Brian [00:50:29] Yeah.
Jaynee [00:50:30] And these women did not know very much at all about me, not about my amazingly my beautiful husband, who my mom had, like a hilarious crush on, which was funny that she would she'd be doing her chemo and she'd be like, Do you have any pictures of Jared from Iron Man? And I'd be like, Oh, fine, here you go.
Brian [00:50:49] Like, you know.
Jaynee [00:50:50] Just it was a joke of like how, you know, that she liked him. And so they didn't know about that. About my Iron Man has been, you know, climbed base camp. Ever know they didn't know about me treating girls and, like, you know, wrote a guide for her? No. The one thing that every single one of those women said. Was your mom said that you volunteered at the prison. Your mom was so proud of you that.
Brian [00:51:12] You.
Jaynee [00:51:13] That you went into the prison like every one of her friends knew about that. And it just hit me, like, at the time, like, well, that's what she that was her Super Bowl. She was proud of me. She she saw that as like a a something that she talked about and wanted to share. And I thought, okay. And it felt like pushing me to do what they had asked me to do. If this was such a big deal to my mom, like, maybe I need to evaluate this. So I called and I said I would do it. I ended up going for a year, twice a week, and it was the hardest, most like grueling, but the best thing. It is what healed. Like, I went to 30 different forms of treat because, you know, I'm in my head. I was like, okay, I'll do cranial zager all try. I'm happy and I'll do like. I went to Louisiana and saw Voodoo Priestess. I was trying so hard to get this out of me, like to not feel what I was feeling, but I was trying to go around it. I was trying not to feel it. And instead what happened in the prison is that I had to go through it. Yeah, I was in the middle of it at twice a week in a room smaller than this with no windows and just two guards at the door. And it was like, Who are you for real? Like, that's all you have in here. They don't care.
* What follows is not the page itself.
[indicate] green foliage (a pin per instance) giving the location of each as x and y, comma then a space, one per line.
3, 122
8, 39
Brian [00:52:34] About. There's no audience.
Jaynee [00:52:36] Exactly. Just the the human to human connection. And and that was like taught me so much about myself and and love and service and pain.
Brian [00:52:48] That that you've.
Jaynee [00:52:49] Got to go through it. Like, that's the growth, that's humanity. That's what connects us all. Like, that is what I finally got. And it was it suddenly became this beautiful thing. And it still took me time to get over because I, like I said, I was dealing with, like, issues I didn't bring up with her and and.
Brian [00:53:08] The.
Jaynee [00:53:08] Person I wanted her to be and all those things, like, why wasn't I lovable? And I went through all of that, but I went through it and that that was the key and the hardest moments with my eating disorder, like of relapse and just fear and having to like recognizing where I made decisions in my head. I talked about that in my in my TEDx talk that I was going to go back to Taco Tuesday with my husband because I felt guilty and ashamed, like, how could I not be there? And but in my head it was I'm going to go get tacos and I'm going to eat him and throw him up. Like I had made that decision in my mind that those tacos represented guilt and shame and fear and me not being all the things my mother wanted or my husband needs at this moment, me being like all these things went through. And it was like, if I could just go have those tacos with him and prove myself, but then I'm what do those tacos really represent? So I just want to get rid of it. I just want to get that out of me. And it's the best way I can describe dealing with bulimia or having an eating disorder. It's like, you know, swallowing pain and anger and hurt, fear, whatever it is, and then trying to get rid of it. And in it, it makes absolutely no sense, but it makes every amount of sense in some way, too. Right. And I thought and I made a decision in that moment where I was like, I'm I'm not going to ever have tacos with my mom again or Taco Tuesday. And and the women in that prison weren't either that night. And they were waiting for me. And it was like, that's where I needed to be. Like I wasn't going to get rid of my pain through taking another themed dinner because I saw it on The Cosby Show.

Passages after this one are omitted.